A segunda linha reúne os insucessos. Destes, 16,7% (12 insucessos) representam
perdas reais para a indústria, dada a aprovação de normas jurídicas que o setor
desaprova. Tais fracassos pioram o status quo e aumentam o custo Brasil. No
entanto, 83,3% dos insucessos (60 insucessos) são de outro tipo e consistem em
oportunidades desperdiçadas que frustram a indústria. Trata-se de projetos que
reduziriam o custo Brasilse fossem aprovados, mas que na verdade foram
rejeitados, retirados ou arquivados ao final da legislatura, preservando-se
assim o status quo, em lugar de melhorá-lo.
O teste qui-quadrado sugere que é muito pequena (0,002) a chance de erro em
rejeitar a hipótese de desassociação entre as variáveis e em aceitar a hipótese
oposta de que o resultado obtido pela indústria e o efeito da decisão política
sobre o status quo estão associados. O teste phi indica que há
significativamente mais casos de sucessos que mudam o status quo ' e
significativamente menos casos de sucesso que mantêm o status quo ' do que
seria esperado se não houvesse qualquer associação entre as variáveis13. A
constatação é válida ainda que a freqüência de sucessos que reduzem o custo
Brasil seja menor que a freqüência de sucessos que impedem o seu aumento. O
teste phi indica também que há significativamente mais casos de insucessos que
mantêm o status quo ' e significativamente menos casos de insucessos que mudam
o status quo, trazendo perdas reais ' do que seria esperado se as variáveis
fossem desassociadas.
Assim, a relação sucesso/insucesso entre as decisões que mudam o status quo é
de 4,5 (54 sucessos para 12 insucessos), como revela a primeira coluna da
Tabela_5. Ou seja, para duas decisões que representam uma perda para a
indústria, há nove decisões que representam ganhos reais! A segunda coluna
mostra que a relação sucesso/insucesso entre as decisões que mantêm o status
quo é de 1,5 (90 sucessos para 60 insucessos). Isto significa que, para duas
decisões que frustram o empresariado industrial, existem três decisões que
aliviam o setor. Dessa maneira, para a satisfação da indústria, não apenas os
sucessos prevalecem sobre os insucessos em ambos os casos, como a chance de
sucesso do setor no que diz respeito às decisões com maiores conseqüências
práticas ' aquelas que transformam o status quo ' é três vezes maior que a
chance de sucesso entre as decisões que mantêm o status quo intocado.

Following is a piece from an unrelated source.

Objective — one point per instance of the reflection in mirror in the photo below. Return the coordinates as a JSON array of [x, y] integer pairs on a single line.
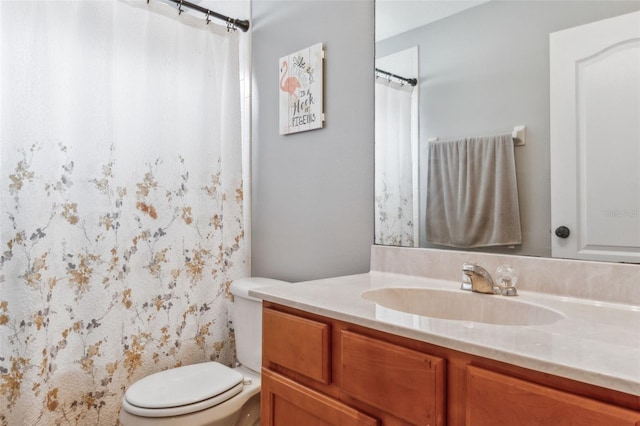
[[396, 149], [481, 71]]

O elevado grau de sucesso político da indústria relativamente às decisões que
mudam o status quo pode ser explicado, em grande medida, pela afinidade do
setor com a versão final das proposições de autoria do Poder Executivo, Poder
da União que exerce preponderância na produção legislativa nacional.

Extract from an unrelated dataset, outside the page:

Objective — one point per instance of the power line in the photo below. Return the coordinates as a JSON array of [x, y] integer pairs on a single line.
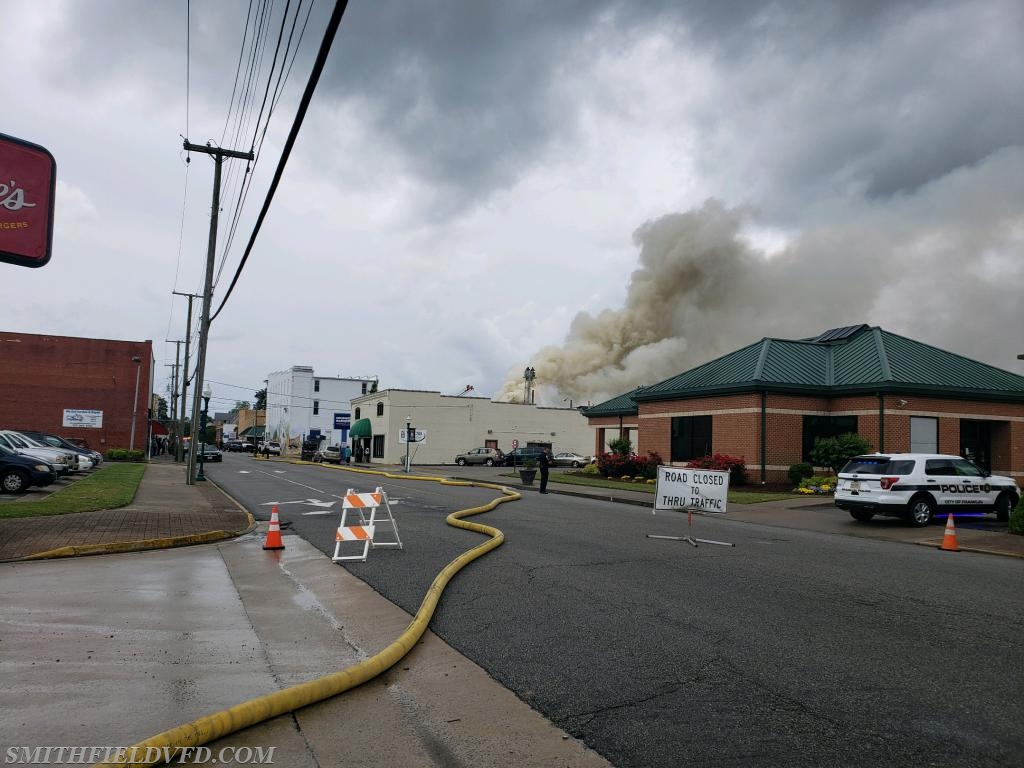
[[325, 49]]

De fato, trabalhos recentes têm mostrado de maneira inequívoca que o Poder
Executivo domina a produção legislativa federal no Brasil (Figueiredo e
Limongi, 2000; 2001). De acordo com esses trabalhos, a capacidade dos
presidentes brasileiros de ditar a agenda do parlamento decorre de dois
fatores.
Em primeiro lugar, decorre dos amplos poderes legislativos que a Constituição
de 1988 outorgou ao Poder Executivo. O presidente pode editar medidas
provisórias que surtem efeito a partir de sua edição, provocando alteração
imediata do status quo; pode solicitar urgência para seus projetos, forçando
assim, unilateralmente, a apreciação das proposições que apresenta dentro de um
prazo determinado; e pode vetar parcial ou totalmente as proposições que o
parlamento envia à sua sanção. Além disso, o presidente possui a prerrogativa
exclusiva de iniciar a legislação relativa à administração federal e de
formular o projeto anual de orçamento, que os parlamentares podem emendar mas
cujo limite de gastos não pode ser ampliado.

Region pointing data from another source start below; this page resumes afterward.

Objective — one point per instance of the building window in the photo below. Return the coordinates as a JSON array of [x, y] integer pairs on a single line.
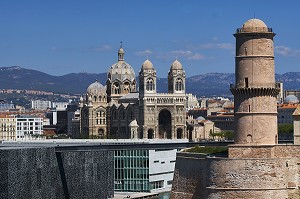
[[179, 85], [246, 82]]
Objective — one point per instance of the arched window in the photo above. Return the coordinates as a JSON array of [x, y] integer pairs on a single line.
[[179, 85], [126, 87], [150, 86], [116, 88]]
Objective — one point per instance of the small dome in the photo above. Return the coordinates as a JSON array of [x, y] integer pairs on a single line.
[[133, 123], [255, 25], [200, 118], [121, 70], [95, 88], [291, 99], [176, 65], [147, 65]]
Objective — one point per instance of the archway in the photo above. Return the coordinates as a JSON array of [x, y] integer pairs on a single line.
[[179, 133], [150, 134], [100, 133], [164, 124]]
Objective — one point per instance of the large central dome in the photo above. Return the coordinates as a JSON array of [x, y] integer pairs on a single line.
[[121, 70]]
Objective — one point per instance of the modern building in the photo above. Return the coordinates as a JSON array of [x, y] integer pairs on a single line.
[[144, 170], [27, 127], [285, 113], [5, 106], [107, 111], [7, 127]]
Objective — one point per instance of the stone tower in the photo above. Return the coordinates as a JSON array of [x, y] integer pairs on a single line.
[[176, 78], [255, 91]]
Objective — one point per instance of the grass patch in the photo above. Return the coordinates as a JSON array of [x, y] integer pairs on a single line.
[[208, 149]]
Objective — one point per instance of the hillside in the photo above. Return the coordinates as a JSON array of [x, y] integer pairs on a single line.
[[211, 84]]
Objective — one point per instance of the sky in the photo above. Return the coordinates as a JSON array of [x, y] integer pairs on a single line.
[[59, 37]]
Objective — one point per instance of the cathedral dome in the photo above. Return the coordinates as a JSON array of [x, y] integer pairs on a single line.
[[96, 88], [176, 65], [291, 99], [254, 25], [121, 70], [147, 65], [121, 50]]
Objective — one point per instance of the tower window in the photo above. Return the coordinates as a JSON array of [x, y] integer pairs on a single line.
[[245, 50], [246, 82], [150, 85], [179, 85]]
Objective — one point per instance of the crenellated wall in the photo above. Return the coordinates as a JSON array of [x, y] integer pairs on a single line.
[[197, 176]]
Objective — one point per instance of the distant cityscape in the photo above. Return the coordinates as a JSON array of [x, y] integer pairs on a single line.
[[130, 134]]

Em segundo lugar, a capacidade decorre do uso de recursos políticos para
construir coalizões de apoio majoritárias no parlamento. Nesse ponto, o papel
dos líderes partidários é crucial. Os presidentes negociam uma troca com os
líderes dos partidos políticos que formarão sua base de apoio: oferecem
controle sobre cargos na administração e influência política no governo em
contrapartida ao apoio das agremiações. A posse desses recursos torna os
líderes capazes de premiar os parlamentares leais e de punir os
correligionários infiéis à orientação do partido. Assim, os líderes têm
condição de cumprir, por meio da disciplina partidária, com a sua parte do
acordo: garantir o apoio de seus partidos às propostas do Executivo. Contando
com poderes legislativos extensos e com a disciplina de uma base aliada
majoritária, o presidente pode, em grande medida, determinar as proposições que
serão consideradas pelo Legislativo federal e quando elas serão consideradas.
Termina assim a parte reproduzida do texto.